City council will vote Tuesday; some groups have expressed privacy concerns over the cameras

The city of Kettering may add automatic license plate detection cameras via a vendor contract, a move some other Dayton-area cities have already taken.

Kettering wants to work with Flock Group, Inc., to install 10 cameras across the city to help police solve crimes, City Manager Mark Schwieterman said.

Centerville and Vandalia have approved the license plate-reading cameras, while Dayton has considered them after a 2020 pilot program, officials said.

Kettering already has traffic cameras at major intersections throughout the city, but the Flock system uses “intelligent cameras” that provide more details, Schwieterman said.

For example, he said, police may respond to a call for service where the person provides a vehicle’s color and part of the license plate.

“We can then go to the Flock cameras and it will be able to tell us if that license plate went through that intersection,” Schwieterman said. “And if it does, we might be able to tell the make of the car from the license plate. Or we’ll get a full license plate off that car and we can use the data that way.”

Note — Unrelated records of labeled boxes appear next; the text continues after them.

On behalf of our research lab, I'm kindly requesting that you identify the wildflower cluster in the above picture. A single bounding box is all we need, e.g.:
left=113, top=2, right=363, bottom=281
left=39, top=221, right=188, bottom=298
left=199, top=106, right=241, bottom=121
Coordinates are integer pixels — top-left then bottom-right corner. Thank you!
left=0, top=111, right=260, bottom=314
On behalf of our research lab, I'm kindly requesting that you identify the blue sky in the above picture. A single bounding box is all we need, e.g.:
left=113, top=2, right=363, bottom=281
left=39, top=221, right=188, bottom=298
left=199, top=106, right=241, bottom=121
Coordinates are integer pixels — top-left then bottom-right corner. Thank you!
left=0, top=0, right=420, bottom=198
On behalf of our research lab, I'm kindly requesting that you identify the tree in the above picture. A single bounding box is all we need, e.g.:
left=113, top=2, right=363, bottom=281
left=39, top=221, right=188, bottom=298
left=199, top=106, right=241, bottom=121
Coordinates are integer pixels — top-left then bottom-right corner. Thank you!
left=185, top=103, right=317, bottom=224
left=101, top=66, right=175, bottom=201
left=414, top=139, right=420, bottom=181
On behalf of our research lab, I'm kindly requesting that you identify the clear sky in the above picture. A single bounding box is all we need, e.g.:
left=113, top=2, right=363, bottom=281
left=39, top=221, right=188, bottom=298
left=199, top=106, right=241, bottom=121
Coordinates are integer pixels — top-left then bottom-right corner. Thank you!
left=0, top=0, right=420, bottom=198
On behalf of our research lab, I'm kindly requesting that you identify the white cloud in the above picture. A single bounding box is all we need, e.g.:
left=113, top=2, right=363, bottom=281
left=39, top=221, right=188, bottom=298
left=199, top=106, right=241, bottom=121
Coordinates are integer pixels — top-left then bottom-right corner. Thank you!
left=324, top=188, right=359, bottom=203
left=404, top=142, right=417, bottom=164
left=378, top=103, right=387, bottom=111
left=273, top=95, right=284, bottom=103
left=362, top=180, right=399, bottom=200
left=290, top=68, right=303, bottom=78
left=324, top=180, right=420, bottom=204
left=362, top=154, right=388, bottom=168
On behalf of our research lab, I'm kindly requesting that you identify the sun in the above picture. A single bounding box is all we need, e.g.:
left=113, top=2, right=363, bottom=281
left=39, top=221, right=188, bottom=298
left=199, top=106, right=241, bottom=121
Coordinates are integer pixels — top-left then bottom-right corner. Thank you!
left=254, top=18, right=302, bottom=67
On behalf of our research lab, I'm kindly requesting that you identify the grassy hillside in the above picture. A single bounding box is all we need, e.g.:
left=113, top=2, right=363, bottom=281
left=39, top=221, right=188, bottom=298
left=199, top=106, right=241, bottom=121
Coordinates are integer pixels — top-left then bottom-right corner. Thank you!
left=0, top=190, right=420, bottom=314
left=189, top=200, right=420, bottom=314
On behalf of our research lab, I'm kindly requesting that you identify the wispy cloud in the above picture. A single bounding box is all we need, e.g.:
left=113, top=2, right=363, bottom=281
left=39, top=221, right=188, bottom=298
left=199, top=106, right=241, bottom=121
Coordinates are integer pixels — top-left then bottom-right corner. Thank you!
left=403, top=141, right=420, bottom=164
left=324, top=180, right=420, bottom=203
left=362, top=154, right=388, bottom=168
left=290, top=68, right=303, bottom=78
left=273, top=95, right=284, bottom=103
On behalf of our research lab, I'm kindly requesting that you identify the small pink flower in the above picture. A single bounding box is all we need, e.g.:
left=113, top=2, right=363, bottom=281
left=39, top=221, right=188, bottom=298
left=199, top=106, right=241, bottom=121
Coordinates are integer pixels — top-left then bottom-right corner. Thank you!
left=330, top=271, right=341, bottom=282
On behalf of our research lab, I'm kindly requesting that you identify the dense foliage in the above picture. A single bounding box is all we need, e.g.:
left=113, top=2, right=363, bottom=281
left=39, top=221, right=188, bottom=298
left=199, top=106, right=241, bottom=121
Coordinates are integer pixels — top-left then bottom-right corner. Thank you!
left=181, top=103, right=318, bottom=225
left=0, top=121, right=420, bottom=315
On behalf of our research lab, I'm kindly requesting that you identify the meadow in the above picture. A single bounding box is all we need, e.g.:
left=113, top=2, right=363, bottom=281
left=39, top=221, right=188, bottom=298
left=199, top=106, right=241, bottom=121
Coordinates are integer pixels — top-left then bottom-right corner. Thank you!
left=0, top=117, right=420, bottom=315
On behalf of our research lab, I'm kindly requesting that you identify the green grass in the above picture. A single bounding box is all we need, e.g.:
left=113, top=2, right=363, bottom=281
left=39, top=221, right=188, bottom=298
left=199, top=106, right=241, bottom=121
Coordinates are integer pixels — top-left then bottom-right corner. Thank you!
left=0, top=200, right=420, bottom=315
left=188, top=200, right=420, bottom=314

Flock’s system is used by more than 1,200 cities as a means of helping neighborhoods, businesses and police to eliminate crime, according to company’s website.

Flock says its systems have helped police solve hundreds of murders and violent crimes, recover thousands of stolen vehicles and seize hundreds of illegal weapons.

Centerville has yet to install its 10 cameras, but they will help police “proactively respond to and prevent crimes,” said Officer John Davis, Centerville police spokesman.

However, information captured on automatic license plate readers — including the license plate number, and the date, time and location of every scan — is being collected and sometimes pooled into regional sharing systems, according to the American Civil Liberties Union.

As a result, “enormous databases of innocent motorists’ location information are growing rapidly” and “is often retained for years or even indefinitely, with few or no restrictions to protect privacy rights,” according to the ACLU.

In Kettering, the cameras would be used for “follow up,” Schwieterman said.

“So we’re not going to be scanning every single license plate or review every single license plate that goes through an intersection,” he said. “We feel the value is that it will help us resolve issues because it’s an additional tool that we can use to solve a crime.”

Kettering City Council on Tuesday night is set to consider a resolution to allow the city to contract with Flock. The estimated cost for Kettering this year would be $27,500, records show.

If approved, the cameras would likely be installed by the end of 2022, Schwieterman said.